Variable thickness roof. Evolution of the compliance, the volume, and the thickness distribution during the optimization

Fig. 15
figure 15

Volume models of the roof. a Initial geometry and initial Z-displacement field. b Optimal geometry and its corresponding Z-displacement field

6 Conclusion

In the context of isogeometric shape optimization of shells, very little work tackles the influence of the chosen shell formulation. We carry out a range of numerical experiments to compare the results of the proposed solid-shell approach with the commonly adopted technique based on the Kirchhoff-Love formulation. Similar results have been observed for the two shell formulations in terms of final optimized design and in terms of global behavior during the optimization process (convergence speed, intermediary shapes). As a result, this first study accounts for the performance of the developed solid-shell approach for standard shape optimization.

Unlike pure shell elements, we emphasize that the solid-shell element used in this work is based on a 3D solid continuum element. With any simple IGA code in hand, one can perform shape optimization of shells without almost any additional developments by imposing identical shape updates on both inner and outer surfaces. This approach leads to identical optimization results as surface shell formulations. In addition, since solid-shell elements are based on a 3D solid continuum element, analytical sensitivities should reasonably be computed even for sophisticated structural response (Cho and Ha 2009; Qian 2010; Ha 2015; Radau et al. 2017), even though this point has not been addressed in the present paper.

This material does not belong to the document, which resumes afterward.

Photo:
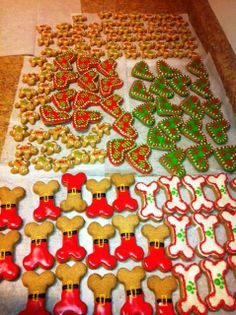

The major interest of solid-shell elements concerns the geometric representation of the thickness. This is the most important point according to us since it offers new possibilities from the design point of view. Continuous and smooth thickness variations are imposed by modifying the control point coordinates of one outer surface. Thanks to NURBS functions, very few design variables are required to describe quite complex geometries. The direct link with the CAD format provided by the NURBS functions is also highly attractive in this context. The volume representation of the structure makes the optimal shape directly available for CAD drawings, and thus the transfer to the manufacturing step is simplified.